The first to tackle is the enclosures ambient temperature. In theory the more air you can flow throught the enclosure the cooler it will stay. This holds true for the most part. Keep in mind that every heat emitting component of your system (i.e. GPU, CPU, NB Chip, HDD and RAM) all contribute to raising the system temperature. To keep this cool you must increase not only the airflow into the case but exponentially out of the case. Depending on your cases design this may be easier said than done. A few simple mods that are achievable without cutting holes in the enclosure are;

1. Replacing system fans with higher efficiency versions. You want to keep the air flowing in the same general direction to avoid heat pockets forming inside the system. A good idea is to keep the front fan (if applicable) pulling air from outside the case into the case. The rear fans should exhaust the hot air from the case.

2. Replacing the power supply with a newer model. Look for a model with the honeycombed ventilation holes and a 120mm fan located on the underside. These newer style PWSs increase airflow exponentially. For example I use an eMachines µATX Case with a AMD PhenomII Quad core and SLI NVIDIA Geforce9500 with an ANTEC TP750 and my ambient temperature is 15° cooler than the stock P4 2.8 system I tore out of it...

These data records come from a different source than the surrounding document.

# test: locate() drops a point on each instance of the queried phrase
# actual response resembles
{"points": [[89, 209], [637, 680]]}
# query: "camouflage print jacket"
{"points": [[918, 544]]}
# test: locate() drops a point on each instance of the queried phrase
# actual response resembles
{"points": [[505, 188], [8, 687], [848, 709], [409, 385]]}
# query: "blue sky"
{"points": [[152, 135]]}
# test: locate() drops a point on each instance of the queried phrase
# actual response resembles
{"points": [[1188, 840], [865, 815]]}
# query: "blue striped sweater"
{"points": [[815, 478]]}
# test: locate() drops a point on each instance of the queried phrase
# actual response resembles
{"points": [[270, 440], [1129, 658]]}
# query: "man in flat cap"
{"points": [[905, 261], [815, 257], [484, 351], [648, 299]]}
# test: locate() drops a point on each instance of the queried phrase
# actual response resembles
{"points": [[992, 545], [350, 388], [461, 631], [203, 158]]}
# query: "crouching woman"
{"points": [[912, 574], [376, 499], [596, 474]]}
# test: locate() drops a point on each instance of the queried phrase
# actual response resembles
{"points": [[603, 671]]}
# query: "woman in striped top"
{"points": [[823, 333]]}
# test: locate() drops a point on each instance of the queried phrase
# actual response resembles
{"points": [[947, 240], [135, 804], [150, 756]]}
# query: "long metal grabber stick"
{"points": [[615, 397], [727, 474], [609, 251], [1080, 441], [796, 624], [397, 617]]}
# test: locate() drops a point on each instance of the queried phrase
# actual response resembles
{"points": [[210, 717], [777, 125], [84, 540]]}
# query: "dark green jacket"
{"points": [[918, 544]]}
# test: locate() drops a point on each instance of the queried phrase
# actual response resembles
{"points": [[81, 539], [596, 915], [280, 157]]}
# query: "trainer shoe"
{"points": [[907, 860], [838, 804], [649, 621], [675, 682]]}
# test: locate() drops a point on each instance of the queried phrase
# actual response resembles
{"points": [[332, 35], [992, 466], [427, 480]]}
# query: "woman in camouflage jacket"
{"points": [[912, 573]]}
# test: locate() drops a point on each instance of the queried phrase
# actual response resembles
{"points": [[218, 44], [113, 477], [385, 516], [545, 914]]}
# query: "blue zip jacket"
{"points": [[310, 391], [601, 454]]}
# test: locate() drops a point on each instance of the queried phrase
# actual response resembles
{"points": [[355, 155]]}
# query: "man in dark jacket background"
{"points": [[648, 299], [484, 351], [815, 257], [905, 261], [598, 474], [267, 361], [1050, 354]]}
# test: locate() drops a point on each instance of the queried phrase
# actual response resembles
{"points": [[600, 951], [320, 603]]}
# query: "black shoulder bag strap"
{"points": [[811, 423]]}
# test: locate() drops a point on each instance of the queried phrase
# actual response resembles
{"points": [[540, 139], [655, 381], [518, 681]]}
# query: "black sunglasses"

3. Keeping the case free of obstruction is very important! In order for air to find its way into every vent and allow proper cooling the case should be set on a hard, clean surface and at least 8-10" away from any walls or obstructions. I have seen stock systems drop 5° just by doing that!

Now by reducing ambient you will have already lowered your CPUs heat. The thermal efficiency of a heatsink is normally measured in ° above ambient. The next step would be to increase the thermal efficiency of the heatsink. The best way to do this is to upgrade to a more efficient Heatsink. The stock heatsinks for CPUs usually have a low thermal efficiency. There are many heatsinks out there to choose from. Here are two of my favorites.

The Coolermaster Hyper N520 is the heatsink/fan I use in my PC. It is not an easy heatsink to install for it requires you to remove the board to attach the mounting hardware. Another heatsink from coolermaster I like is the GemniII. 









These are just suggestions as there are a veritable plethora of viable perfomance heatsinks on the market. The choice is ultimately yours but I believe these steps with an educated choice of heatsink and compound and your cooling woes will dissappear.

Hope I helped

Gavinzach

P.S. I almost forgot... Cable management can help with airflow issues as well. Your SATA drives pose little problem. If you have any PATA devices like the DVD drive the ribbon cables obstruct airflow. It is a good idea to use ties to bundle all cables and wires out of the way of the airflow and to keep them from in front of the fans.


----------



## andyarok (Aug 25, 2007)

*Re: Using Air Conditioner to cool the processor?*

@gavinzach

I also feel the same. I think I need to change the heat sink itself, because the temperature of the core alone doesnt match up with other temperatures. Either ways am fed up with this am gonna sell this P 4 and the 915GAV motherboard as pentium processors produce a lot of heat when compared with core processors...


----------